Stanford Encyclopedia of Philosophy

Notes to Samuel Clarke

1. As with other theological matters, Newton may have held similar views to Clarke about the nature of matter, space, and God’s role in the world, but he was hesitant to draw these conclusions publicly. Similar views do appear in Newton’s private correspondence (e.g., letters to Bentley on December 10, 1692 & January 17, 1693).

2. Collins mentions More, Turner, and Clarke among the supporters of the dimensional extension of God: A. Collins, A Discourse of Free Thinking (London, 1713), pp. 47-8.
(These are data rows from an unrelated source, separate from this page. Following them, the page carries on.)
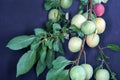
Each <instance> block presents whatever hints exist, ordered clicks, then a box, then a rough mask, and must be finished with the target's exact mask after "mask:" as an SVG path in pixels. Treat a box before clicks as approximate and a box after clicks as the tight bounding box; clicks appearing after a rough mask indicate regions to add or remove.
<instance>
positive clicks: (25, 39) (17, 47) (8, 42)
mask: <svg viewBox="0 0 120 80" xmlns="http://www.w3.org/2000/svg"><path fill="white" fill-rule="evenodd" d="M34 39H35V36H33V35H31V36H26V35H23V36H18V37H15V38H13V39H12V40H10V41H9V42H8V44H7V47H8V48H10V49H12V50H20V49H23V48H26V47H28V46H29V45H30V44H31V43H32V42H33V41H34Z"/></svg>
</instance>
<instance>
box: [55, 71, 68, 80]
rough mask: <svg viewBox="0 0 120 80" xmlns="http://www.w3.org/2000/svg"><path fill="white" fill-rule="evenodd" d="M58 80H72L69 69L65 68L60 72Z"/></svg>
mask: <svg viewBox="0 0 120 80" xmlns="http://www.w3.org/2000/svg"><path fill="white" fill-rule="evenodd" d="M56 80H70V77H69V70H63V71H61V72H60V73H59V75H58V76H57V79H56Z"/></svg>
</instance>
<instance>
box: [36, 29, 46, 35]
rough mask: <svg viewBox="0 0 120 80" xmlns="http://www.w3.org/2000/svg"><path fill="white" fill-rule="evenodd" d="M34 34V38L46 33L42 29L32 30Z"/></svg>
mask: <svg viewBox="0 0 120 80" xmlns="http://www.w3.org/2000/svg"><path fill="white" fill-rule="evenodd" d="M34 32H35V35H36V36H41V35H45V34H46V31H45V30H44V29H42V28H36V29H34Z"/></svg>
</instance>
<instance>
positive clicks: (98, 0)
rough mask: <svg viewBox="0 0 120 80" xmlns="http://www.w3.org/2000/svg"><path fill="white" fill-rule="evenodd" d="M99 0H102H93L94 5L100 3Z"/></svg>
mask: <svg viewBox="0 0 120 80" xmlns="http://www.w3.org/2000/svg"><path fill="white" fill-rule="evenodd" d="M101 2H102V0H93V4H94V5H95V4H97V3H101Z"/></svg>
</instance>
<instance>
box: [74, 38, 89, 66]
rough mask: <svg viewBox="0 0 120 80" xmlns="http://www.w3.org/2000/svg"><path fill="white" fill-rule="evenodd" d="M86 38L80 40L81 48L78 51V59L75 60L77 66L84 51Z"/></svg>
mask: <svg viewBox="0 0 120 80" xmlns="http://www.w3.org/2000/svg"><path fill="white" fill-rule="evenodd" d="M86 37H87V36H85V37H84V38H83V40H82V47H81V49H80V53H79V55H78V58H77V60H76V64H77V65H78V64H79V62H80V59H81V56H82V53H83V50H84V45H85V41H86Z"/></svg>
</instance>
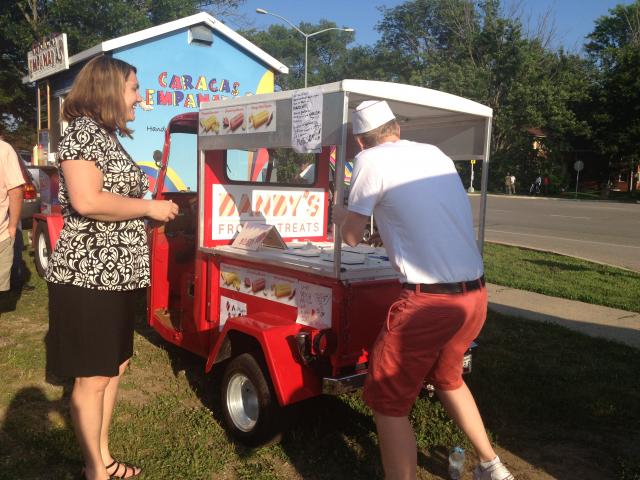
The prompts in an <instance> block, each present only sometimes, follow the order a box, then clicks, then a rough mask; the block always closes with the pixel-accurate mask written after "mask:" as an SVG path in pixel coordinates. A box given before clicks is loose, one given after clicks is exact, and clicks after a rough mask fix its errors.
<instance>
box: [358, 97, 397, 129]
mask: <svg viewBox="0 0 640 480" xmlns="http://www.w3.org/2000/svg"><path fill="white" fill-rule="evenodd" d="M394 118H396V116H395V115H394V114H393V112H392V111H391V108H389V105H388V104H387V102H385V101H384V100H367V101H364V102H362V103H361V104H360V105H358V106H357V107H356V109H355V111H354V112H353V116H352V117H351V122H352V127H353V134H354V135H360V134H361V133H367V132H370V131H371V130H373V129H374V128H378V127H379V126H381V125H384V124H385V123H387V122H389V121H391V120H393V119H394Z"/></svg>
3. P. Des Maizeaux, Recueil de diverses piéces…par Mrs. Leibniz, Clarke, Newton, & autre autheurs celébres (Amsterdam, 1720), tome 1, p. v. Koyrè and Cohen have shown that the Avertissement was written by Newton by publishing the several drafts by his own hand. However, as they themselves point out, there is no reason to doubt that Clarke contributed to it. See their “Newton & the Leibniz-Clarke Correspondence,” Archives Internationales d'Histoire des Sciences 15 (1962), 63-126, especially 95.

4. See especially Prop. XXV (W IV.150); Prop. XXVII (W IV.151); Prop. XXXIV (W IV.155).